If we had a sitter then the TrailWalkers just changed their plans. They turned sitting time in journal time, skill making time, letter writing time, etc.  Thus knocking out all the power and wind in the sails of the kid who decided to sit. For the runner at ANASAZI we just took the approach of running with them. Eventually (mind you we are in the Tonto National Forest, 5th largest in the nation), they get tired, hungry, cold, or realize they didn't find a house or road. Then after how many miles of running they are faced with two choices: stay and weather out the night or go back to camp. Thus, they put out their own power struggle. They never run again-they didn't get what they wanted.

One more common example: If a child reeks havoc in the grocery store b/c they want a candy bar them mom/dad can either give the child what they want or they can walk out the store. It only takes a few times of walking out of the store before that child stops asking for the candy bar. I believe, to some degree, we've put ourselves in a similar situation. If I want revenge or I'm full of hate, or self loathing, or any number of reasons I can either hurt myself or others. Why hurt myself or others on a small scale--where a few people might hear about me or talk about me—when I murder a mass amount of people and die in infamy. Either way I'm going to die. School shootings are devastating and that isn't going to change but removing the power, the infamy, the global attention—I believe, over time, this will change things.
All these examples are to say that there are different ways to deal with power struggles,  attention seeking, payback, and general negative behaviors—it just takes work and changing the entire situation.

What Doesn't Work
I don't need to share with you any statistics because you already know this but focusing on gun control doesn't stop school shootings. Focusing on mental health doesn't stop school shootings? While they are helpful anti-bullying programs or things like this don't stop school shootings. Focusing on better parenting doesn't stop school shootings. 

In fact, it would seem the more we focus on these different potential causes of the rapidly increasing school shootings the more elusive the solutions seem to get. People are stunned at why this keeps happening at at a loss of what to do.


Suggestions/ Solutions
I am just one person here in the big world of ideas but like the examples above, and from what we already know through experience, it makes sense to me that in any situation where there is negative behaviors being exhibited then we don't want  give that person/situation power or control. So the solution, in some ways is anticlimactic.  We as the audience or the people need to let go of our need to part of the show. We need to walk out of the room or in the case with school shootings we need to stop enshrining malicious negative attention seeking behaviors.

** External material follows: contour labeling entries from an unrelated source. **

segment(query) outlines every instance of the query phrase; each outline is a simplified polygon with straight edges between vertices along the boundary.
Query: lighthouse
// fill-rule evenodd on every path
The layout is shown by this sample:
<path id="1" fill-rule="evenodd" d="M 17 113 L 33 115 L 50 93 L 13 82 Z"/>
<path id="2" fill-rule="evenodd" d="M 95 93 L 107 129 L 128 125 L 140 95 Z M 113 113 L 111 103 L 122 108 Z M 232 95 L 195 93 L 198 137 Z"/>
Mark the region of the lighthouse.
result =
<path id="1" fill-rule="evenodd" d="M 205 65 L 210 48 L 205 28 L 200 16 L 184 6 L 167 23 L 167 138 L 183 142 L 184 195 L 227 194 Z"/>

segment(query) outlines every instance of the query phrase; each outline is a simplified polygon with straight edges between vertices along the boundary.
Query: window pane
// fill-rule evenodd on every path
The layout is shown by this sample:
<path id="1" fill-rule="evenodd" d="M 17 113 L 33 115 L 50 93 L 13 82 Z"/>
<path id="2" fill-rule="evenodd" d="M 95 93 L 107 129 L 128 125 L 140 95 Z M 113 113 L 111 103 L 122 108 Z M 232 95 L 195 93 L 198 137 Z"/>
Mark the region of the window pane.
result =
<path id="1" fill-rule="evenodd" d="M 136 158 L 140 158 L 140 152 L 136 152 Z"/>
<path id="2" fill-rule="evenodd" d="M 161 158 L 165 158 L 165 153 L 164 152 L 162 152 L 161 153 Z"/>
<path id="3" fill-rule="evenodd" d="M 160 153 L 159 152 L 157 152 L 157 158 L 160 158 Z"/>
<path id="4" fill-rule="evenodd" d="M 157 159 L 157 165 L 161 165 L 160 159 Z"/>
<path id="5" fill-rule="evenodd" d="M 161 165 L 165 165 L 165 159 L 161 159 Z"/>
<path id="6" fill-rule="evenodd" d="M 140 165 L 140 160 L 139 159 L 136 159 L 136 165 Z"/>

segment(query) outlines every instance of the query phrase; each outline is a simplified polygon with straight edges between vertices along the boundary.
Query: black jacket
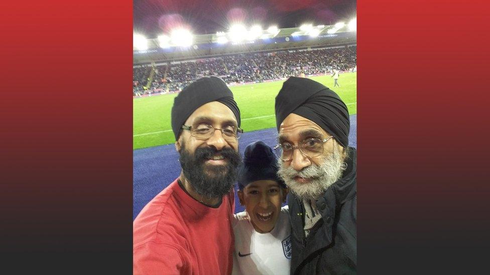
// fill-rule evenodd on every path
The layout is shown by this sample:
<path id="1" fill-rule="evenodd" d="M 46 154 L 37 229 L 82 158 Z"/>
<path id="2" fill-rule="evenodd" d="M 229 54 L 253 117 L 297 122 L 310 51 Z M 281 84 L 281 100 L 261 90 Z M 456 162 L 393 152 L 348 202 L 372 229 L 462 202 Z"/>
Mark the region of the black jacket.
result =
<path id="1" fill-rule="evenodd" d="M 316 202 L 322 218 L 305 238 L 303 202 L 291 193 L 291 274 L 355 274 L 357 265 L 356 151 L 342 177 Z"/>

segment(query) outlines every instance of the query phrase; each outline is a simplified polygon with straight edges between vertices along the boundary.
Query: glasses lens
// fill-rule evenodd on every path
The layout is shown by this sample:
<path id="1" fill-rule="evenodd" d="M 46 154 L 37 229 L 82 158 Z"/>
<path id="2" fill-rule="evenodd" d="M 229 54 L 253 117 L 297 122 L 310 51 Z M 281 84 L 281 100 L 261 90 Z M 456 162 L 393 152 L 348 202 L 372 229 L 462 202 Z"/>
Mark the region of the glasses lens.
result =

In short, one of my suggestions is to start there, to maybe start passing legislation that states it is illegal to print, film, etc anything to do with the school shooters. People use to grieve local tragedies with their neighbors and their clergy, and they survived. Now negative attention like school shootings  are a global affair, money is raised, media goes on for days, weeks, months, debates are had, articles are written, and infamy is formed.  I am not suggesting we don't care. People have phones, family, churches, friends, etc. They will find a way to get the help they need but we need to start taking the crying child out of the store. The less focus on the shooters=the less enticing it would seem the mass violence would. 

This is not to say that school shootings will stop but over time, I believe, they won't have as much power or control. Like the kids that run away from ANASAZI, the more attention given to that event the more it seems to happen. But I have been at ANASAZI for LONG periods of time where it wasn't even thought of to run away. It was like that option didn't exist-it was amazing. And then some kid, as they do, used their gift of choice to run away, and it was up to us how we reacted in order to help things go right for the future.

I know it doesn't sound like much but I am all for doing things differently then we have  been doing them. I am all about looking at the picture in a different way. I wonder if you have any other ideas or solutions/suggestion you've thought of about this topic??